Monday, January 11, 2010
Where Were the Experts?
Howard Shaffer, a nuclear engineer and former congressional fellow, is our guest blogger today. Howard met with the Anti-VY walkers at Vermont Law School. The official walk website lists this event as Potluck followed by discussion including presentations by experts.Vermont Law School, program with discussion group Here is Howard's report.
The Anti-VY walkers began their walk on January 2. On the day I met them in Royalton, they had covered five miles in temperatures in the teens. They were hanging out in the Yates common room at Vermont Law School, during school vacation, when I got there at 5:30. Potluck was at 6. I have been to the Law School many times since I returned to this area in 2002. I have an essay in their Journal of Environmental Law. The school is known as the leading school in the country for environmental law.

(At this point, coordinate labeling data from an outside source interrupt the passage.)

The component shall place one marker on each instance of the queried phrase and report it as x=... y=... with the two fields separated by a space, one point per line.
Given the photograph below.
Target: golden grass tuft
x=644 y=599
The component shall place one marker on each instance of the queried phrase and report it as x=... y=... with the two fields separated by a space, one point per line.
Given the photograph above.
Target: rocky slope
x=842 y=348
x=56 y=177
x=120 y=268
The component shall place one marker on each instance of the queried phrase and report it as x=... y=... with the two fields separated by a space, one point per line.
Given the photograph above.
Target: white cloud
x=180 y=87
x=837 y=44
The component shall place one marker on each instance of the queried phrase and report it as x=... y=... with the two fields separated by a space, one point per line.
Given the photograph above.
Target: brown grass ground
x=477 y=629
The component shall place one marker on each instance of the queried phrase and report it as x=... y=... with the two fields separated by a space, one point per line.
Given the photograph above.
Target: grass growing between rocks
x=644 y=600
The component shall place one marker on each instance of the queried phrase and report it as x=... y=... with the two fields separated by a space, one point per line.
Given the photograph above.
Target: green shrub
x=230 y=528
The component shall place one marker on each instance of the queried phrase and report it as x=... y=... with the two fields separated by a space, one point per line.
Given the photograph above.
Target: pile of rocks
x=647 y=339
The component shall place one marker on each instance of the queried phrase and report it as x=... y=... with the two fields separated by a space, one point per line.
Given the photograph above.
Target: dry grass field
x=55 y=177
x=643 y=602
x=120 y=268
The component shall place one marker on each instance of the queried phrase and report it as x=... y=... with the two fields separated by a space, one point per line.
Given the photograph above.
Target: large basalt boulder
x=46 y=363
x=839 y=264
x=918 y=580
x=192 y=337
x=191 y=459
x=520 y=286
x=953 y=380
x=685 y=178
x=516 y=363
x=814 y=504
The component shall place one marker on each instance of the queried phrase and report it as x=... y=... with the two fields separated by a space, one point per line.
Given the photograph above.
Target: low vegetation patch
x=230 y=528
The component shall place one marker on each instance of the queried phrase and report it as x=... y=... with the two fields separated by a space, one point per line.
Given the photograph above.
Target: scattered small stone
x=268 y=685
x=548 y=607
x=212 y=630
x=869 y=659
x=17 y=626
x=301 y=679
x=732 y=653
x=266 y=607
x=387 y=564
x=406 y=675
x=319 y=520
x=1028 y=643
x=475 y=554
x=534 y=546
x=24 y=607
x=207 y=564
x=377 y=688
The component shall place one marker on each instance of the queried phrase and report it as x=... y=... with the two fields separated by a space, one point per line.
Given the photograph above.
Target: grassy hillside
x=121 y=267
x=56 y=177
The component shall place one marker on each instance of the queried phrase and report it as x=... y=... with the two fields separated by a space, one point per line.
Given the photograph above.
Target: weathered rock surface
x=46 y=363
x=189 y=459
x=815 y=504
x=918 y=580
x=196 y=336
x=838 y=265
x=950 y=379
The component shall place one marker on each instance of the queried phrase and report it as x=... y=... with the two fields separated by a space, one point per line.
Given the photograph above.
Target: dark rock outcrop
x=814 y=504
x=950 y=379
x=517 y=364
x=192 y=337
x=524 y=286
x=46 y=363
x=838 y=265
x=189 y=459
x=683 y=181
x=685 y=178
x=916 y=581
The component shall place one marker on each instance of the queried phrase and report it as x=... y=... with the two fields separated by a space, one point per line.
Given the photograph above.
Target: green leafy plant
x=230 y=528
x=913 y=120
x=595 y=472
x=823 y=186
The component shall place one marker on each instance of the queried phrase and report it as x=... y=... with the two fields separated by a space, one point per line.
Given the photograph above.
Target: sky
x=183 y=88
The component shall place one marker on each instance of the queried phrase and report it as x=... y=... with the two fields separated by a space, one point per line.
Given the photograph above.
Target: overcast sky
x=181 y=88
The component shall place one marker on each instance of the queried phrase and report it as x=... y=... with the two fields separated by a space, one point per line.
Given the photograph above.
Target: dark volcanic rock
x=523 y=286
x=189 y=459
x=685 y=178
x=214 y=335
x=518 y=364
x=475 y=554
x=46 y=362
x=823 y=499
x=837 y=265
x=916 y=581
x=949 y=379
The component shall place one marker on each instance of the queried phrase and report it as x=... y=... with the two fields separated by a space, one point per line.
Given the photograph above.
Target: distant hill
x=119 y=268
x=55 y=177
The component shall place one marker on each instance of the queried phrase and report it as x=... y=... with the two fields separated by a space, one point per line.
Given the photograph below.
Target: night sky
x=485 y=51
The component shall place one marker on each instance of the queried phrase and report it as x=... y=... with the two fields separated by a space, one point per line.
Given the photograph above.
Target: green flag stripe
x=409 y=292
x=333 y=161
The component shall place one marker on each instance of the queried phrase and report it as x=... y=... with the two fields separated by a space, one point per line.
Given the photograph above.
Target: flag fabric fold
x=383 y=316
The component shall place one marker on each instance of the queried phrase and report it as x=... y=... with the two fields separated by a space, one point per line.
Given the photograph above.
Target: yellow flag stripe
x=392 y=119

There were about 40 people there, not all Walkers. I asked about how they were faring. They said they were OK, and they thanked me for asking. The organizer from Citizens Awareness Network (CAN) asked why I was there. I told him that I had been doing Public Outreach for nuclear for over 30 years. A student from Keene State College talked to me. One of her relatives works at Sikorsky, as does one of my sons. She talked about the replacement life of helicopter parts, and extended this to not relicensing Vermont Yankee. She was the typical “fire hose” talker, hardly letting a word in edgewise, and raising every issue, from corporate salary, indigenous peoples rights, and waste, to cost and how shutting down VY will promote renewables.
The website advertised a presentation by experts, but there were none. Everyone sat in circle and introduced themselves. There were a few students from the Law School, including one who came to study Environmental Law and shut down VY. I said I was a PE in nuclear engineering in Vermont. I had come to VY 40 years ago this coming summer as a Startup Engineer after submarine service. I have been doing Outreach for 30 years. After introductions the floor was opened to statements, moderated by one of the organizers.
Concerns were the usual: fear of radiation, the waste, and the VY plant somehow blocking alternative energy supplies. There was the usual quoting of the regulations that “No amount of radiation is safe.” Hattie Nestel said that uranium starts emitting when it is dug up and above ground. An emotional man said that the plant routinely emits radiation and if VY is shut down, then since Yankee at Rowe, MA, Connecticut Yankee, and Maine Yankee have been shut, there would be a 100 mile area in which an organic farm could be located. One person said the plant doesn’t make any money, which is why Entergy wants to puts its merchant plants into a company called Enexus that would only own six merchant nukes. Another said that VY is a cash cow. (No one mentioned the contradiction.) One law student asked where the power would come from if the plant is shut down.
The meeting ended at around 8:00 so that the Walkers could get their house assignments for overnight. One walker from Massachusetts works with special needs children. Her uncle was a physicist and her brothers are engineers. She hugged me. Another thanked me for coming. Others told me how brave I was for coming to the meeting. I replied that I knew they didn't hit people.